Когда поезд остановился на нужной станции, сердце Трофима колотилось так, что казалось, выскочит из груди. На перроне стояла женщина. Она была так похожа на его покойную жену — тот же поворот головы, те же глаза, та же прядь волос, выбившаяся из прически, — что у Трофима перехватило дыхание. Рядом с ней прыгали два шустрых мальчугана лет семи и пяти. Она вглядывалась в лица выходящих пассажиров с тревогой, надеждой и неверием.
Трофим шагнул на перрон, ноги казались ватными.
— Лена? — тихо позвал он. Голос дрогнул и сорвался.
Женщина обернулась. Секунду она смотрела на него, замерев, пытаясь узнать в этом постаревшем, седом мужчине своего молодого, сильного папу из детских воспоминаний. А потом бросилась к нему на шею, забыв про все обиды, про годы молчания и боль ожидания.
— Папа! Папочка! Живой! Нашелся! — шептала она, и слезы катились по ее щекам.
Трофим обнял дочь, чувствуя, как окончательно тает лед, сковывавший его сердце долгие годы. Слезы текли по его морщинистым щекам, капали на куртку дочери, но он их не стеснялся.
— Деда! — закричали внуки, подбегая и дергая его за рукава, с любопытством разглядывая «лесного дедушку». — А ты нам мишку привез?
Трофим улыбнулся сквозь слезы — впервые за много лет по-настоящему счастливо. Он опустился на одно колено, достал деревянного медведя, пахнущего липой, солнцем и лесом, и протянул его младшему.
— Ну, здравствуйте, родные, — сказал он. — Я пришел. Я вернулся. Насовсем.

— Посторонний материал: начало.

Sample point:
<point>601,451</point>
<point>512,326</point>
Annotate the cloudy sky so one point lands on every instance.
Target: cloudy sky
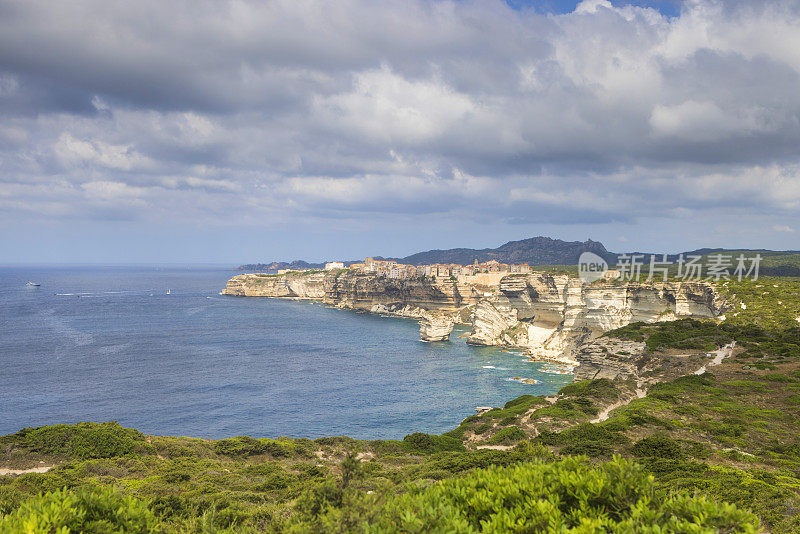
<point>211,131</point>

И в этот момент он понял: самый добрый, самый сложный и важный поступок в своей жизни он совершил не тогда, когда лечил зверей, и не тогда, когда не стал мстить врагу в лесу. Самый важный поступок он совершил сегодня — просто купив билет, переступив через гордость и страх, и позволив себе быть прощенным.
А где-то далеко, в таежной глуши, на пороге пустой, занесенной снегом избушки, сидел огромный серый волк. Он посмотрел на заходящее багровое солнце, прищурился, будто улыбнулся, и беззвучно растворился в длинных тенях наступающей ночи. Лес был спокоен. Баланс был восстановлен. Жизнь продолжалась.